Lab: Interactive Visualizations with Plotly

DSAN5200 - Spring 2024

Published

February 5, 2024

Overview and dataset

For this lab, you will work with the dataset collected to produce the paper Summarizing CPU and GPU Design Trends with Product Data. There is a related website https://chip-dataset.vercel.app/ that shows some of this data graphically using interactive plots.

We will discuss initial data processing and visualization approaches in class, thinking about the added elements of interaction (hovering, mouse clicks, etc.) to improve the visualizations in the website using Plotly.

The dataset is a CSV file in the data/ directory which contains almost 5,000 data points collected over time.
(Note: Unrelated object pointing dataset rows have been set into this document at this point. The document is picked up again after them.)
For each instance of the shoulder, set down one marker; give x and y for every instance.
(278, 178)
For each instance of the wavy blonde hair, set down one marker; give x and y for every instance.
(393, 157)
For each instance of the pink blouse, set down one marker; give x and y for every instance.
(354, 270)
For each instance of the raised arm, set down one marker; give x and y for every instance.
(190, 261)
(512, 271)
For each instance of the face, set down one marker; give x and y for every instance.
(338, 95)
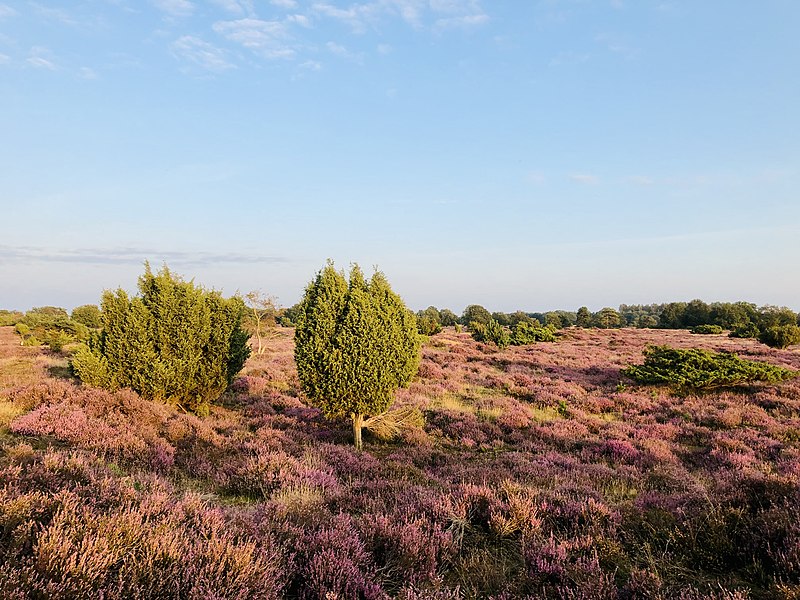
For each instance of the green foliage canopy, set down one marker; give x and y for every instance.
(491, 332)
(475, 313)
(88, 315)
(695, 369)
(355, 344)
(175, 342)
(780, 336)
(525, 333)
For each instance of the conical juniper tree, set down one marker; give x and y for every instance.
(174, 342)
(355, 344)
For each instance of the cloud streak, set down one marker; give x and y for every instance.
(201, 53)
(127, 256)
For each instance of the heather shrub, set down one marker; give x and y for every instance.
(706, 329)
(780, 336)
(175, 342)
(695, 369)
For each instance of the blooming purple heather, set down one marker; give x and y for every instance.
(541, 471)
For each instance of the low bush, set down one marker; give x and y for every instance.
(695, 369)
(492, 332)
(745, 330)
(707, 329)
(780, 336)
(525, 333)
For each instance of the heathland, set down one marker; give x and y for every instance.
(541, 470)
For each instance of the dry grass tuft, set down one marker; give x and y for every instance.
(389, 425)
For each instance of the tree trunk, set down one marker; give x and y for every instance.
(358, 422)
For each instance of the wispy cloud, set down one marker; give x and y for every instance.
(585, 178)
(461, 22)
(342, 52)
(200, 53)
(237, 7)
(640, 180)
(357, 16)
(615, 45)
(87, 73)
(175, 8)
(268, 38)
(130, 256)
(55, 14)
(6, 11)
(41, 58)
(569, 58)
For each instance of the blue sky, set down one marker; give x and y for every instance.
(521, 155)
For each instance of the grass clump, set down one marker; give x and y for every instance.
(697, 370)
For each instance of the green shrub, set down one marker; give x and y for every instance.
(88, 315)
(428, 326)
(58, 339)
(694, 369)
(9, 317)
(780, 336)
(355, 344)
(707, 329)
(491, 332)
(745, 330)
(91, 368)
(175, 342)
(525, 333)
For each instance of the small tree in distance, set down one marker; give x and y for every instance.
(261, 311)
(355, 344)
(583, 317)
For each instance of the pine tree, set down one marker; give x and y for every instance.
(355, 344)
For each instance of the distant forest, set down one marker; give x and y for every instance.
(777, 326)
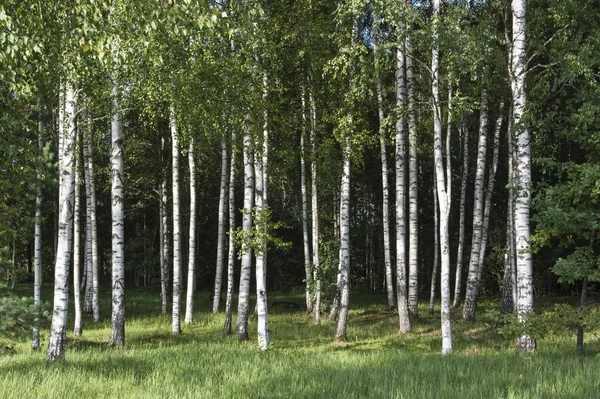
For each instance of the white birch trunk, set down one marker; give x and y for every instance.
(413, 189)
(67, 129)
(244, 291)
(524, 280)
(478, 202)
(442, 193)
(221, 228)
(176, 311)
(436, 249)
(37, 245)
(191, 283)
(92, 269)
(461, 219)
(118, 223)
(315, 208)
(303, 190)
(165, 251)
(231, 249)
(489, 191)
(400, 154)
(387, 256)
(77, 247)
(261, 227)
(344, 284)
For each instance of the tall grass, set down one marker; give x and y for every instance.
(303, 361)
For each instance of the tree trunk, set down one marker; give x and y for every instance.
(387, 256)
(77, 246)
(489, 191)
(37, 285)
(413, 189)
(443, 200)
(401, 289)
(221, 227)
(91, 191)
(244, 291)
(191, 283)
(524, 269)
(303, 190)
(344, 285)
(164, 234)
(461, 219)
(118, 223)
(262, 229)
(176, 319)
(231, 249)
(436, 249)
(315, 207)
(472, 282)
(67, 129)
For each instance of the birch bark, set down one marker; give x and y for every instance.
(221, 227)
(118, 223)
(443, 200)
(67, 129)
(244, 291)
(176, 312)
(524, 280)
(231, 248)
(478, 202)
(191, 283)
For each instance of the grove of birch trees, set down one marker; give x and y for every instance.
(442, 150)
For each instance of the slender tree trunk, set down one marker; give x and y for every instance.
(231, 249)
(37, 250)
(93, 232)
(77, 246)
(478, 201)
(221, 227)
(443, 200)
(303, 190)
(401, 289)
(489, 191)
(461, 219)
(413, 189)
(164, 234)
(315, 207)
(67, 129)
(387, 256)
(344, 285)
(262, 228)
(436, 249)
(118, 223)
(244, 291)
(524, 269)
(176, 319)
(191, 283)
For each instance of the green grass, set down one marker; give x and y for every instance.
(303, 361)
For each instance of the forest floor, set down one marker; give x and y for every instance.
(302, 362)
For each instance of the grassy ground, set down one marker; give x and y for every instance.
(303, 361)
It includes all CPU and GPU products to the best of the authors’ knowledge and kept up to date.

Field Description (blank if self-explanatory)
Product Manufacturer, series and model number
Type CPU or GPU
Release Date
Process Size (nm)
TDP (W) Thermal Desing Power
Die Size (mm^2)
Transistors (million)
Freq (GHz) Base clock speed
Foundry The chip fabricator
Vendor Manufacturer
FP16 GFLOPS Millions (giga) floating Point Operations per Second (FLOPS) at 16 bit precision
FP32 GFLOPS Millions (giga) floating Point Operations per Second (FLOPS) at 32 bit precision
FP64 GFLOPS Millions (giga) floating Point Operations per Second (FLOPS) at 64 bit precision

Data considerations (from the paper)

  • Many GPU products (for example, the NVIDIA Tesla K80) contain more than one GPU chip on a single board. This dataset only considers the properties for one of its chips.
  • For device frequency, only the base clock frequency speed (in GHz) is considered.
  • Energy consumption is estimated using TDP (Thermal Design Power).
  • Transistor count for Intel CPUs produced since 2014 are missing since those are not provided.

Tasks

  • Using the website as an inspiration, create four interactive Plotly plots (two with R, and two with Python) that help illustrate Moore’s Law and the differences in CPUs, GPUs. and vendors over the years.

Notes:

  • You may only use the plotly.graph_objects library in and the plotly package in . plotly.express may not be used.
  • You must build the visualizations from scratch with Plotly. You may not generate Plotly from matplotlib, seaborn or ggplot objects.
  • You may choose to create new visualizations, or recreate a version of existings plot on the website, but you must make improvements. Some ideas:
    • Modify the data (via transformations or other methods)
    • Change the unit of analysis
    • Select appropriate color encodings
    • Use faceting as appropriate
    • Add additional interactions
    • You do not need to re-create the selection boxes, just focus on the visualizations
  • Observable may not be used.

Remember:

  • Your visualizations must:
    • Have a descriptive caption (using the chunk option fig-cap).
    • Be properly labeled, with axes labeled and units shown.
    • Have any necessary annotations to help the viewer understand.
    • Have a title.
    • Use the themes you’ve developed.
  • Separate your sections with a level 2 header (## ...).
  • Make sure to use spell and grammar check.

Submission

  • The final deliverable must be a rendered Quarto HTML document called named my_submission.html at the root level. The corresponding Quarto document must be called my_submission.qmd.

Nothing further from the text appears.